We all have our favorite place to purchase cannabis supplies — online, a local dispensary, delivery service, etc. — but where did it originate from? Who were the first people to cultivate cannabis? How long ago did they first do it?
Most botanists believed that it was first domesticated in the eastern part of Central Asia, where wild varieties of the plant are widespread.
A new study published in Science Advances suggests that East Asia is the most likely source.
Genetic sequencing for this latest study suggests that the species has a “single domestication origin” in East Asia. The study suggests all existing strains of the plant come from an “ancestral gene pool” represented by varieties growing in China today.
By sequencing genetic samples of the plant, they found that the species had most likely been domesticated about 12,000 years ago during the early Neolithic period. They said their conclusion was supported by pottery and other archaeological evidence from the same period that was discovered in present-day China, Japan, and Taiwan. The plant was thought to be a “primarily multipurpose crop” grown for fiber and medicinal uses.
The study was led by Ren Guangpeng, a botanist at Lanzhou University in the western Chinese province of Gansu.

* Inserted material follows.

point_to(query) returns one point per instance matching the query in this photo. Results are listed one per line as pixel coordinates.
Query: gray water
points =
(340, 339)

Dr. Ren said that the finding could help with current efforts in the country to breed new types of hemp.
Dr. Ren and his colleagues believe that farmers began breeding the plant specifically for its mind-altering properties about 4,000 years ago, as cannabis began to spread into Europe and the Middle East.
Michael Purugganan, a professor of biology at New York University who read the study, said the usual assumption about early humans was that they domesticated plants for food. He’s skeptical about conclusions that the plant was developed for fiber or drug use 12,000 years ago. Archaeological evidence shows the consistent use of cannabis for those purposes began about 7,500 years ago.
“That seems to be the most pressing problem for humans then: How to get food,” said Professor Purugganan. “The suggestion that even early on they were also very concerned with fiber and even intoxicants …would bring to question what were the priorities of these Neolithic societies.”
As hemp became less functional (textiles, food, oilseed) in the 20th century, it became more recreational. But there are still “large gaps” in knowledge about its domestication history in large part because the plant is illegal in many countries.
“Although additional sampling of feral plants in these key geographical areas is still needed, our results, which are based on very broad sampling already, would suggest that pure wild progenitors of C. sativa have gone extinct,” Dr. Ren and his colleagues wrote.
Catherine Rushworth, a postdoctoral researcher at the University of Minnesota who studies plant evolution, explained it can be difficult to understand precisely how plant species are domesticated in the first place. Scientists can make some basic predictions about how a given plant species will diverge in nature, but such predictions “go out the window” when natural selection is driven by humans.
“We might think that species would diverge when they’re adapting to different habitats, or to different pollinators,” she said. “But people are often the pollinators and people have created those habitats.”
The authors of the study concluded, “Although additional sampling of feral plants in these key geographical areas is still needed, our results, which are based on very broad sampling already, would suggest that pure wild progenitors of C. sativa have gone extinct.”